When all purchase orders have been placed and the contract awarded, the procurement organization has some of the most important tasks within the project life cycle, they are:

• Expediting;

• Quality assurance;

• Quality control;

• Shipping; and

• Delivering to site.

Expediting:

Vendors and sub-vendors have to be closely supervised to avoid unnecessary delays and ascertain delivery according to technical specifications.

Expediting requires:

• Original vendor production schedule;

• Original buyer milestone schedule;

• Establishing a progress measurement system;

• Reporting progress according to the above; and

• Analysis of performance to date and recommending action if necessary.

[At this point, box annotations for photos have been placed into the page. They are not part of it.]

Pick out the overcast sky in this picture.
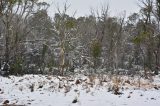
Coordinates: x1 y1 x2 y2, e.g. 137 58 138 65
41 0 139 17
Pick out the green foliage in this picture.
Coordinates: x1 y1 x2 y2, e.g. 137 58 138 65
91 40 101 58
10 56 23 75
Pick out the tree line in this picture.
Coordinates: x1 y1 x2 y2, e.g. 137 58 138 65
0 0 160 75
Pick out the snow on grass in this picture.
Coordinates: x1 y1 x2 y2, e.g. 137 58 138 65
0 75 160 106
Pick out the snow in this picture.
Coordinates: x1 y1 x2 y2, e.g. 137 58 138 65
0 75 160 106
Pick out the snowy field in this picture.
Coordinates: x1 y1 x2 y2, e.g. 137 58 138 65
0 75 160 106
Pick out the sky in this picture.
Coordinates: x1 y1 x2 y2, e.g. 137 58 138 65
41 0 139 17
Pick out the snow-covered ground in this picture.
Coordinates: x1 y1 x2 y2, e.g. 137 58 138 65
0 75 160 106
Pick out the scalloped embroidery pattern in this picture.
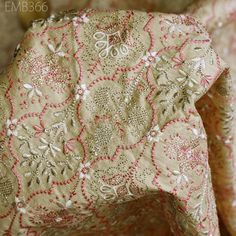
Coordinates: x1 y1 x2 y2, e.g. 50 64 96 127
0 10 229 236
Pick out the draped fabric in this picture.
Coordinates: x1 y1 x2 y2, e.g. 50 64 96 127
0 0 236 236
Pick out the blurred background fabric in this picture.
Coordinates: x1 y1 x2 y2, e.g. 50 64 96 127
0 0 194 72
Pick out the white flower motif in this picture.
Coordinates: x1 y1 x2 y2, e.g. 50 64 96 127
147 125 163 142
6 119 18 137
142 52 161 67
172 170 189 185
192 57 206 71
66 200 72 208
15 197 26 214
191 128 207 139
48 43 66 57
165 20 183 34
75 84 89 101
38 138 61 157
73 14 89 27
79 162 90 179
23 84 42 98
176 70 198 88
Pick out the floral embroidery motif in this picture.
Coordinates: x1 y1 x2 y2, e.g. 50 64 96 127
6 119 18 136
0 10 227 236
75 84 89 101
79 162 90 179
93 31 129 58
142 52 161 66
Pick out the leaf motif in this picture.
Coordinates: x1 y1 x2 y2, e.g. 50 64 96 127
23 84 33 89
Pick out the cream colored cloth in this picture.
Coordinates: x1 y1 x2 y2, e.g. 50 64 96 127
0 0 236 236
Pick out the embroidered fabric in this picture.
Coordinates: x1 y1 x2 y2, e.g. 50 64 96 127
0 1 236 236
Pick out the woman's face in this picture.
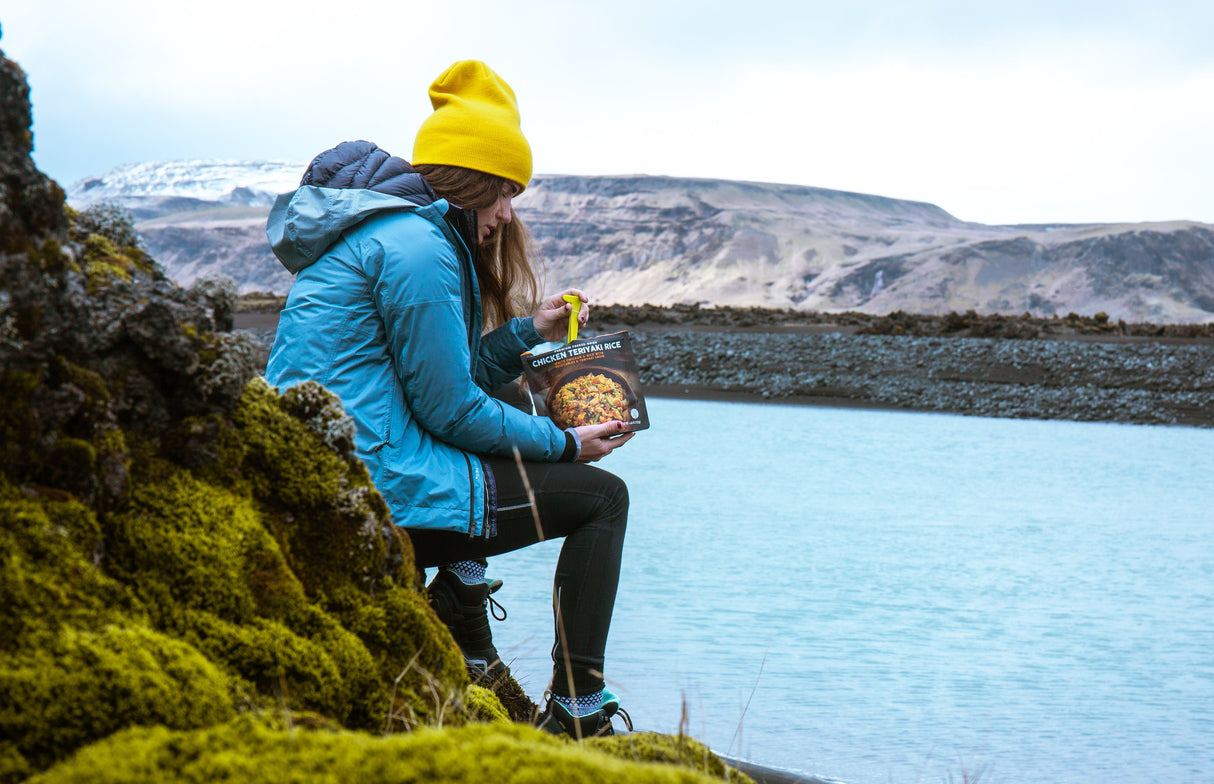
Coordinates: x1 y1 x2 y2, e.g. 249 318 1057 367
476 182 518 243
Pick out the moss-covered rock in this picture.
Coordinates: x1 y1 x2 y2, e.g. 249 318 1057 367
32 718 741 784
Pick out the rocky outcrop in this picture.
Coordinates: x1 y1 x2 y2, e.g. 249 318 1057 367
0 53 68 252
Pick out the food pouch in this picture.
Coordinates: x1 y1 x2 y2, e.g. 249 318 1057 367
522 331 649 432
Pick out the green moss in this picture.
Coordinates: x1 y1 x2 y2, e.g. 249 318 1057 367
0 485 143 653
107 470 279 621
0 625 234 767
30 718 737 784
584 732 754 784
464 683 510 725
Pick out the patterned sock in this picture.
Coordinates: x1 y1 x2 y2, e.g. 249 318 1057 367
438 561 486 585
552 691 603 716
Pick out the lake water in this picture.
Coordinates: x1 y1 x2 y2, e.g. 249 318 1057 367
475 399 1214 784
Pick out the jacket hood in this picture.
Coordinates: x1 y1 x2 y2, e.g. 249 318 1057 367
266 141 476 274
266 186 434 274
300 141 438 205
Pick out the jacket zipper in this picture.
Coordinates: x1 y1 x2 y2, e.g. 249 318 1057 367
460 451 476 536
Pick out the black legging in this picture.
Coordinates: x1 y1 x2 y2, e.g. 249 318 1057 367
409 458 628 697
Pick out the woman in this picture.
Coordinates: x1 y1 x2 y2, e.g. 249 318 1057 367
266 61 631 738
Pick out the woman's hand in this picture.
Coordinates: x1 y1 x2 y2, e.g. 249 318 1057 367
532 289 590 342
573 421 636 462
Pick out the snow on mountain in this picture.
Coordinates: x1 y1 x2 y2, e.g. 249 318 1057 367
68 160 306 210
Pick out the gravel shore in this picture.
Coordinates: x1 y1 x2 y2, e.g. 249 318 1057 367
629 328 1214 427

Quality assurance & Quality control:

Quality assurance and quality control are procurement activities dealing with the

accomplishment of design specifications. A quality assurance program is run by the vendor and control by the buyer at production time. Planning and scheduling for testing and

checking are established at purchase order issuance.

A quality control program is run by the project owner to ascertain that received and installed equipment and material comply with designed specifications and quantities.